Try downgrading to 20.10.0:
sudo apt install docker-ce=5:20.10.0~3-0~ubuntu-bionic
And observe that the Docker service still fails to start with the default runtime set. Downgrade to 19.03.14:
sudo apt install docker-ce=5:19.03.14~3-0~ubuntu-bionic
And observe that the Docker service starts successfully even with the default runtime set. Now your container output will behave as it should:
$ docker run -it --rm nvidia/cuda:10.2-base
root@2369cae10959:/# nvidia-smi
Mon Dec 21 12:31:12 2020
+-----------------------------------------------------------------------------+
| NVIDIA-SMI 440.95.01 Driver Version: 440.95.01 CUDA Version: 10.2 |
|-------------------------------+----------------------+----------------------+
| GPU Name Persistence-M| Bus-Id Disp.A | Volatile Uncorr. ECC |
| Fan Temp Perf Pwr:Usage/Cap| Memory-Usage | GPU-Util Compute M. |
|===============================+======================+======================|
| 0 GeForce GT 1030 On | 00000000:26:00.0 On | N/A |
| 38% 51C P0 N/A / 30W | 1479MiB / 1998MiB | 2% Default |
+-------------------------------+----------------------+----------------------+
+-----------------------------------------------------------------------------+
| Processes: GPU Memory |
| GPU PID Type Process name Usage |
|=============================================================================|
+-----------------------------------------------------------------------------+
Instead of the previous bash: nvidia-smi: command not found error.
We've been using this configuration for over a year now.

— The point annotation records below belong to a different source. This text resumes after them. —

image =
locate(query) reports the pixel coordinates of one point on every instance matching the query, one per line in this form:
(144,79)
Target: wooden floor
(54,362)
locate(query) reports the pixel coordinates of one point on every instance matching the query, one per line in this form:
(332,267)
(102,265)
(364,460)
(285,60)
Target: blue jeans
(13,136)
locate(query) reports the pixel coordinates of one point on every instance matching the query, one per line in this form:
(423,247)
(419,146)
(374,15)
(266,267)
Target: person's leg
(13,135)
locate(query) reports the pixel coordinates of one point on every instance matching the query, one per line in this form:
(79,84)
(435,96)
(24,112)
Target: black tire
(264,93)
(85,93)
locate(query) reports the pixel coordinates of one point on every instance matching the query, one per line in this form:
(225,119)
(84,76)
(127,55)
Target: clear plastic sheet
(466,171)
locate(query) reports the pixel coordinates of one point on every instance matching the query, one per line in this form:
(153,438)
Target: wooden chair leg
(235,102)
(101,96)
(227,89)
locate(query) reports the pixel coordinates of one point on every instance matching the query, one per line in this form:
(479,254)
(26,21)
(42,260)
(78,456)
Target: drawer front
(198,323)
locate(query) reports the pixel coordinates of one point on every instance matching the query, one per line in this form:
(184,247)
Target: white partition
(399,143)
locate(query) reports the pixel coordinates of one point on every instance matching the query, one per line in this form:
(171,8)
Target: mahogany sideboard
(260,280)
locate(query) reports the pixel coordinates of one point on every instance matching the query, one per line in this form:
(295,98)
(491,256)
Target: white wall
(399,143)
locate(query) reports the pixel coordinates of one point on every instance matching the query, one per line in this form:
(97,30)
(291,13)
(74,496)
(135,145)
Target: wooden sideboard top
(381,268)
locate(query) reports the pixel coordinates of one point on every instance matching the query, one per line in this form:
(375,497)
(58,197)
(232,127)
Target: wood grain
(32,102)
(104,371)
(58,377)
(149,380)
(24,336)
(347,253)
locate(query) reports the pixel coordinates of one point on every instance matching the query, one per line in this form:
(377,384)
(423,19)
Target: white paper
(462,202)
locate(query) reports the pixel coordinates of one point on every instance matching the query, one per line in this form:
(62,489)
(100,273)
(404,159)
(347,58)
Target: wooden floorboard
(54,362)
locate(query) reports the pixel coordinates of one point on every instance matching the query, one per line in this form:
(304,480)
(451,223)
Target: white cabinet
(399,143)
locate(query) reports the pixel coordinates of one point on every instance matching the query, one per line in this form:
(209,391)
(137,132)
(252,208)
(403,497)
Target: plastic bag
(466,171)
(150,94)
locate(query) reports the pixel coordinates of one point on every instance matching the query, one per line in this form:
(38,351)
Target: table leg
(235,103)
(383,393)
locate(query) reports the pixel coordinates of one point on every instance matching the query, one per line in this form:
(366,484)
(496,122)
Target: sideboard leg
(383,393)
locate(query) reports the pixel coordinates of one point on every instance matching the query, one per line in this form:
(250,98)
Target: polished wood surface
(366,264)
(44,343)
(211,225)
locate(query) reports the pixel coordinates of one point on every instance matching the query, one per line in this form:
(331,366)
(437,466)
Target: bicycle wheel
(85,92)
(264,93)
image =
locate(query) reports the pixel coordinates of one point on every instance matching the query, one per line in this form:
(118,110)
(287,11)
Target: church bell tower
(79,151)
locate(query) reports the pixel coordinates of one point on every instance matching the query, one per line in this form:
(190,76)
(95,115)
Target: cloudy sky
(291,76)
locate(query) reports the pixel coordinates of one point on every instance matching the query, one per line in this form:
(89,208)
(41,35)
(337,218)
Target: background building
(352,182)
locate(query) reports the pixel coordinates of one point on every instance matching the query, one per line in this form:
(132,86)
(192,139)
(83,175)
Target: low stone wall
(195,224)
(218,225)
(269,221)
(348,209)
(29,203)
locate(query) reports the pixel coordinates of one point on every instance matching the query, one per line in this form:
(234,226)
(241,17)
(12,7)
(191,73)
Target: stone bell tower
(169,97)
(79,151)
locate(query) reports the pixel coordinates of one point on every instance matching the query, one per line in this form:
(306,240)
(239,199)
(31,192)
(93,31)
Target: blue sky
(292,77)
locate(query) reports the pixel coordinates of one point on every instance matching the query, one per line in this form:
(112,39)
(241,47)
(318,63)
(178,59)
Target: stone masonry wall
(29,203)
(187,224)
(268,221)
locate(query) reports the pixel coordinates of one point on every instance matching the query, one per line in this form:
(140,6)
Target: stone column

To me it seems like a regression in Docker CE 20. Please advise.
Output of docker version:
Client: Docker Engine - Community
Version: 20.10.1
API version: 1.41
Go version: go1.13.15
Git commit: 831ebea
Built: Tue Dec 15 04:34:59 2020
OS/Arch: linux/amd64
Context: default
Experimental: true
Server: Docker Engine - Community
Engine:
Version: 20.10.1
API version: 1.41 (minimum version 1.12)
Go version: go1.13.15
Git commit: f001486
Built: Tue Dec 15 04:32:40 2020
OS/Arch: linux/amd64
Experimental: false
containerd:
Version: 1.4.3
GitCommit: 269548fa27e0089a8b8278fc4fc781d7f65a939b
runc:
Version: 1.0.0-rc92
GitCommit: ff819c7e9184c13b7c2607fe6c30ae19403a7aff
docker-init:
Version: 0.19.0
GitCommit: de40ad0
Output of docker info:
Client:
Context: default
Debug Mode: false
Plugins:
app: Docker App (Docker Inc., v0.9.1-beta3)
buildx: Build with BuildKit (Docker Inc., v0.5.0-docker)
Server:
Containers: 0
Running: 0
Paused: 0
Stopped: 0
Images: 38
Server Version: 20.10.1
Storage Driver: overlay2
Backing Filesystem: extfs
Supports d_type: true
Native Overlay Diff: true
Logging Driver: json-file
Cgroup Driver: cgroupfs
Cgroup Version: 1
Plugins:
Volume: local
Network: bridge host ipvlan macvlan null overlay
Log: awslogs fluentd gcplogs gelf journald json-file local logentries splunk syslog
Swarm: inactive
Runtimes: io.containerd.runc.v2 io.containerd.runtime.v1.linux nvidia runc
Default Runtime: runc
Init Binary: docker-init
containerd version: 269548fa27e0089a8b8278fc4fc781d7f65a939b
runc version: ff819c7e9184c13b7c2607fe6c30ae19403a7aff
init version: de40ad0
Security Options:
apparmor
seccomp
Profile: default
Kernel Version: 5.4.0-58-generic
Operating System: Ubuntu 18.04.5 LTS
OSType: linux
Architecture: x86_64
CPUs: 24
Total Memory: 31.37GiB
Name: adas001linux
ID: QE7M:3DIU:APRD:YDF2:XT4U:KBOI:JVFI:3ERX:P5QV:F6G4:EKWU:T2OP
Docker Root Dir: /var/lib/docker
Debug Mode: false
Registry: https://index.docker.io/v1/
Labels:
Experimental: false
Insecure Registries:
127.0.0.0/8
Live Restore Enabled: false
WARNING: No swap limit support
WARNING: No blkio weight support
WARNING: No blkio weight_device support
Additional environment details (AWS, VirtualBox, physical, etc.)
Ubuntu 18.04.5 with all updates installed, on several physical computers.